Derek Denny-Brown, a key developer of the MSXML parser and a variety of other XML-related tools from Microsoft, takes a look at "Where XML goes astray." He finds three key areas where XML caused him trouble: allowed characters, whitespace, and namespaces.

Denny-Brown's core list definitely strikes the heart of difficulties for people writing parsers, though I have my own lists of issues at other levels in XML 1.0 for people exchanging documents.

I also find his comments about where XML has landed to be worth careful consideration:

XML was primarily intended to support taking a stream of text intended to be interpreted as a human readable document, and delineate portions according to some role. This sequence of characters is a paragraph. That sequence should be displayed with a link to some other information. Et cetera, et cetera. Much of the process in defining XML based on the assumption that the text in an XML document would eventually be exposed for human consumption....

XML was not designed with the SOAP scenarios in mind. Other examples of popular scenarios which deviate XML’s original goals are configuration files, quick-n-dirty databases, and RDF. I’ll call these ‘data’ scenarios, as opposed to the ‘document’ scenarios for which XML was originally intended. In fact, I think it is safe to say that there is more usage of XML for ‘data’ scenarios than for ‘document’ scenarios, today.

I'm also impressed by Denny-Brown's calm conclusion, in which he acknowledges that:

Note that nowhere above do I talk about how XML should have handled these issues.
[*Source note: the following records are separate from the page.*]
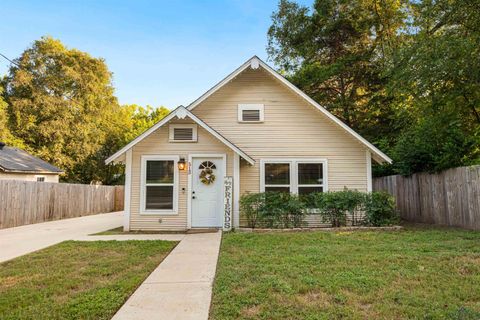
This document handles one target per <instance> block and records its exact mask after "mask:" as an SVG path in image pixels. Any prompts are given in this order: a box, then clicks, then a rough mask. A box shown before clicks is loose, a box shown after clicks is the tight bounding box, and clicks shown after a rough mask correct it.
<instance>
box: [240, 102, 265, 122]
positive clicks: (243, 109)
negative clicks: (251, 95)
mask: <svg viewBox="0 0 480 320" xmlns="http://www.w3.org/2000/svg"><path fill="white" fill-rule="evenodd" d="M263 110H264V106H263V104H239V105H238V122H247V123H250V122H251V123H255V122H263V118H264V112H263Z"/></svg>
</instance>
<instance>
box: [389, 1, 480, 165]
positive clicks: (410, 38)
mask: <svg viewBox="0 0 480 320" xmlns="http://www.w3.org/2000/svg"><path fill="white" fill-rule="evenodd" d="M410 8H411V11H410V27H409V28H407V29H406V30H405V35H406V37H408V41H407V42H405V43H404V45H402V46H401V47H400V48H399V49H398V50H397V51H396V52H395V55H394V59H393V63H392V68H391V69H390V70H389V71H388V74H389V76H390V81H389V83H388V87H389V88H388V89H389V91H390V92H391V93H392V94H393V96H394V97H395V99H396V100H397V101H398V102H399V103H401V104H403V105H405V106H406V107H407V108H409V109H410V110H411V111H412V112H413V113H414V114H415V118H414V119H413V121H412V122H411V124H410V126H409V127H408V128H407V129H406V130H404V132H402V133H401V134H400V135H399V139H398V143H397V144H396V146H395V147H394V149H393V151H394V152H393V158H394V160H395V162H396V165H395V167H396V170H397V172H399V173H401V174H411V173H414V172H419V171H429V172H436V171H440V170H443V169H447V168H450V167H454V166H462V165H470V164H475V163H480V58H479V57H480V3H479V2H478V1H471V0H435V1H434V0H424V1H412V4H411V7H410Z"/></svg>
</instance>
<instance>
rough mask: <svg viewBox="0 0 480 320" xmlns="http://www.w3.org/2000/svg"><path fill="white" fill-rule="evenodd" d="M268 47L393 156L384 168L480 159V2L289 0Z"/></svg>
mask: <svg viewBox="0 0 480 320" xmlns="http://www.w3.org/2000/svg"><path fill="white" fill-rule="evenodd" d="M268 36H269V43H268V47H267V49H268V52H269V56H270V58H271V59H273V60H274V61H275V63H276V64H277V65H278V67H279V68H280V70H281V72H283V73H284V74H285V75H286V76H287V77H288V78H289V79H290V80H291V81H292V82H293V83H294V84H296V85H297V86H299V87H300V88H301V89H303V90H304V91H305V92H306V93H307V94H309V95H310V96H311V97H312V98H314V99H315V100H316V101H317V102H319V103H320V104H321V105H323V106H325V107H326V108H327V109H328V110H329V111H331V112H332V113H333V114H335V115H336V116H337V117H339V118H340V119H342V120H343V121H344V122H345V123H347V124H348V125H350V126H351V127H352V128H353V129H355V130H356V131H358V132H359V133H360V134H362V135H363V136H365V137H366V138H367V139H369V140H371V141H372V142H374V144H376V145H377V146H378V147H380V148H381V149H382V150H384V151H387V154H390V155H391V156H392V157H393V158H394V160H395V163H394V164H393V165H387V166H377V167H375V168H374V173H376V174H381V175H384V174H392V173H402V174H411V173H414V172H418V171H424V170H425V171H438V170H442V169H446V168H449V167H454V166H460V165H469V164H472V163H480V110H479V106H480V59H478V57H479V56H480V46H479V45H478V44H479V43H480V4H479V2H478V1H473V0H422V1H417V0H382V1H380V0H322V1H320V0H317V1H315V3H314V5H313V7H312V8H311V9H310V8H307V7H304V6H300V5H298V4H296V3H295V2H291V1H288V0H281V1H280V3H279V7H278V10H277V11H276V12H275V13H274V14H273V16H272V26H271V27H270V29H269V33H268Z"/></svg>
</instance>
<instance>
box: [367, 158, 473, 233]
mask: <svg viewBox="0 0 480 320" xmlns="http://www.w3.org/2000/svg"><path fill="white" fill-rule="evenodd" d="M373 190H374V191H380V190H383V191H387V192H388V193H390V194H392V195H393V196H394V197H395V199H396V201H397V207H398V209H399V211H400V215H401V217H402V218H403V219H405V220H407V221H412V222H423V223H433V224H438V225H447V226H456V227H462V228H467V229H474V230H480V166H471V167H459V168H454V169H449V170H446V171H443V172H441V173H438V174H427V173H416V174H413V175H411V176H409V177H403V176H388V177H380V178H375V179H373Z"/></svg>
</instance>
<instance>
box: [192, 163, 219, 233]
mask: <svg viewBox="0 0 480 320" xmlns="http://www.w3.org/2000/svg"><path fill="white" fill-rule="evenodd" d="M223 161H224V160H223V158H214V157H208V158H204V157H202V158H193V159H192V175H193V177H192V193H191V195H192V202H191V203H192V228H199V227H200V228H208V227H221V226H222V209H223V178H224V172H223Z"/></svg>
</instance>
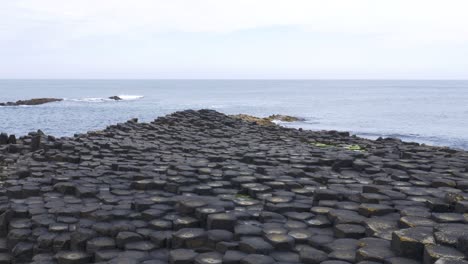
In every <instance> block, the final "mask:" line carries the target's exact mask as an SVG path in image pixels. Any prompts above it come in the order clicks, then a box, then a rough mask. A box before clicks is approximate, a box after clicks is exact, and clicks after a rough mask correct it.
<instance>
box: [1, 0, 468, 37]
mask: <svg viewBox="0 0 468 264" xmlns="http://www.w3.org/2000/svg"><path fill="white" fill-rule="evenodd" d="M7 3H8V4H7V6H5V7H4V8H3V14H2V17H3V18H2V20H5V19H6V20H9V19H10V20H13V22H15V23H11V24H10V25H11V26H12V30H16V28H15V27H19V28H23V29H24V28H27V27H35V25H36V23H54V24H60V25H64V27H66V28H67V29H68V30H70V31H69V32H68V34H69V35H71V36H74V35H75V34H77V35H86V34H119V33H121V34H125V33H127V32H129V30H136V31H145V32H168V31H182V32H217V33H223V32H224V33H226V32H231V31H236V30H245V29H251V28H259V27H269V26H278V25H282V26H284V25H298V26H303V27H305V28H308V29H309V30H311V31H315V32H341V33H348V34H349V33H356V34H358V33H360V34H362V33H388V34H393V35H395V34H406V35H411V34H415V35H421V34H424V35H427V34H428V33H432V35H437V34H442V36H441V38H445V37H447V35H451V34H454V35H455V34H456V35H458V37H461V38H463V39H466V38H468V34H462V33H468V17H467V16H466V15H465V12H466V10H468V2H467V1H464V0H446V1H440V0H410V1H408V0H391V1H390V0H385V1H375V0H353V1H350V0H197V1H193V0H171V1H167V0H138V1H130V0H67V1H61V0H41V1H37V0H17V1H8V2H7ZM5 14H7V15H5ZM8 14H10V15H9V16H8ZM3 22H5V21H3Z"/></svg>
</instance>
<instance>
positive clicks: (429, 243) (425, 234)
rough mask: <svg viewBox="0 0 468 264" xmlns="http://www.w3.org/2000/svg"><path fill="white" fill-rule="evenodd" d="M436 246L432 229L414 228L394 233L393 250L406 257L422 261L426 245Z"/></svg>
mask: <svg viewBox="0 0 468 264" xmlns="http://www.w3.org/2000/svg"><path fill="white" fill-rule="evenodd" d="M433 244H435V241H434V236H433V234H432V228H429V227H413V228H407V229H402V230H399V231H395V232H393V235H392V249H393V250H394V251H395V252H396V253H397V254H399V255H400V256H404V257H411V258H416V259H421V258H422V256H423V252H424V247H425V246H426V245H433Z"/></svg>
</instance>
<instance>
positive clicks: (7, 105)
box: [0, 98, 63, 106]
mask: <svg viewBox="0 0 468 264" xmlns="http://www.w3.org/2000/svg"><path fill="white" fill-rule="evenodd" d="M60 101H63V99H61V98H33V99H28V100H18V101H16V102H6V103H0V106H20V105H41V104H47V103H52V102H60Z"/></svg>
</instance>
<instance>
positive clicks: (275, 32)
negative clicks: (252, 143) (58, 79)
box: [0, 0, 468, 79]
mask: <svg viewBox="0 0 468 264" xmlns="http://www.w3.org/2000/svg"><path fill="white" fill-rule="evenodd" d="M467 11H468V1H466V0H66V1H64V0H0V78H4V79H5V78H6V79H8V78H59V79H64V78H103V79H114V78H129V79H133V78H138V79H140V78H143V79H153V78H154V79H161V78H164V79H166V78H168V79H199V78H201V79H212V78H214V79H237V78H239V79H468V15H467Z"/></svg>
In most cases, when the original decisions were made and they made sense to me. I like to believe that I have learned a lesson or two since, but who knows.

To the extent that XML works as well as it does, it undoubtedly owes its success to years of experience with SGML. All of the issues Denny-Brown raises were new issues specific to XML - especially namespaces - and maybe after a few more years someone can apply more recent experience to XML, doing to the XML family of specifications what XML did to SGML.

How long does it take to work out the bugs in a new specification?